Titanic was released to theaters on December 19, 1997. It went on to become the highest-grossing film of all time…which nobody saw coming.

Titanic Movie

  • Titanic was originally set for release in July 1997, but as the date approached, Paramount Pictures pushed it back to Christmas 1997. The movie, which cost $200 million to make, was very over-budget and director James Cameron was taking too long to make it. In fact, show business pundits widely predicted that Titanic would be a big-budget, waterlogged box-office bomb, like Kevin Costner’s 1995 movie Waterworld. (To say the least, it wasn’t. It earned $600 million, at the time the top-grossing movie ever.)

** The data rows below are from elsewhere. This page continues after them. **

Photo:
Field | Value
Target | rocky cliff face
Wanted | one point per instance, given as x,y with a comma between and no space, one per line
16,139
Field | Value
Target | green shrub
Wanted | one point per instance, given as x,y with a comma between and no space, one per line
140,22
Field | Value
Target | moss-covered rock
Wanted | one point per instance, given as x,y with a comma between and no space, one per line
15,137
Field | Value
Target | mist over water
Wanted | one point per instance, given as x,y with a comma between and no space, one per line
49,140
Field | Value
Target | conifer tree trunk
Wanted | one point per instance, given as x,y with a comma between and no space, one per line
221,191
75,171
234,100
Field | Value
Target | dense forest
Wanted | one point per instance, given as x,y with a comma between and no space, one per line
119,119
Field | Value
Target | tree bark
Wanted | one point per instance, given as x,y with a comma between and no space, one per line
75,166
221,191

  • Movies longer than three hours were considered “not commercial” by movie executives in the 1990s. Result: When Titanic was distributed to theaters, its three-hour-plus running time was listed as “2 hours and 74 minutes.”
  • Nowadays films almost always score their biggest weekend at the box office right out of the gate. (Jurassic World made a whopping $200 million in its first weekend, for example.) Titanic was a slow build. In its first weekend it made $28 million, barely edging out Tomorrow Never Dies. But Titanic still holds the record for highest grossing 10th, 11th, and 12th weekends, and spent a total of 15 weeks at #1.
  • Titanic spent more time at #1 than most movies play in theaters. It played regularly in American theaters until the following summer—it was the first major film to come out on home video while it was still in first-run theaters. At one point, Paramount had to send out new prints of the movie because theaters had worn out their reels.
  • Matthew McConaughey, Gwyneth Paltrow, and Reba McEntire were up for the parts of Jack, Rose, and Molly Brown, respectively. The roles ultimately went to Leonardo DiCaprio, Kate Winslet, and Kathy Bates.
  • It would’ve been to make a sequel to a movie about a real-life event that ends in tragedy, but a parody sequel was rushed into production in early 1998. Called Titanic Too: It Missed the Iceberg, the comedy was set to star David Hasselhoff, Leslie Nielsen, and Priscilla Presley, but it was never completed.